И про легенду эту, и про меч Вильгельмов, который в доме дедовом хранился, переходя от сына к сыну. И про детей, которых под мечом проносили, чтоб здоровыми были и крепкими. И про то, что Егору этакой чести не выпало.
Не признали его Кошинские.
Когда-то обижало.
— Подумай, Егор… кого еще на трон пустить? Еську, который был вором и остался?

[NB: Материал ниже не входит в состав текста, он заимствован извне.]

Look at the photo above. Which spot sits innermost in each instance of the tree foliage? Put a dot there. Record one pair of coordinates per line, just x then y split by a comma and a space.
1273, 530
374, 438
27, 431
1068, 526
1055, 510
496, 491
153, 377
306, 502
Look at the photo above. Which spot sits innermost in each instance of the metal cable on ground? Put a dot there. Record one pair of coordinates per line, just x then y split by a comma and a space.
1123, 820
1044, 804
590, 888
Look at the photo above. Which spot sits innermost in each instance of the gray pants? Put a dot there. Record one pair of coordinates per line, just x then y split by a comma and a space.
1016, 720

Еську не примут. Он славный парень, хоть и с придурью, но все знают про спину его меченую. Да и… никогда-то всерьез он не думал о том, чтобы на царствие пойти.
И то, какой из вора царь?
— Или Елисея с волчьей его сутью?
Знает, выходит… откуда?
И прочее… про матушку свою Егор рассказывал, но скупо, коротко. Поначалу чурался остальных, потому как дико это было. Даже спустя полгода блужданий по дорогам все одно дико: он — боярин, а Емелька — холоп… и говорят тут, что ровные… как такое быть может?
— Братец его, конечно, более человек, на луну не воет, но как знать, чем волчья кровь в будущем отзовется? — продолжала тень. — Вдруг да в детях проявится? Иль во внуках? Кому сие надобно? А Емелька… холопом был и остался. Можно медведя под дудку плясать научить, но разве от этого он скинет медвежью шкуру.
Вода журчала.
Смеялась.
А ведь и вправду пересказывала тень собственные Егоровы мысли. И озвученные, они были мерзки.
— Про Евстигнея что скажешь? — Егор отер мокрыми руками лицо.
Вода поможет.
Она спасла его тогда, стерла след. Она утешила сироту. Приняла, повела берегом. Кормила и силы давала. Укрывал в стенах шелестящего рогоза, среди уток и гусей, которые этакому соседству рады не были, но молчали…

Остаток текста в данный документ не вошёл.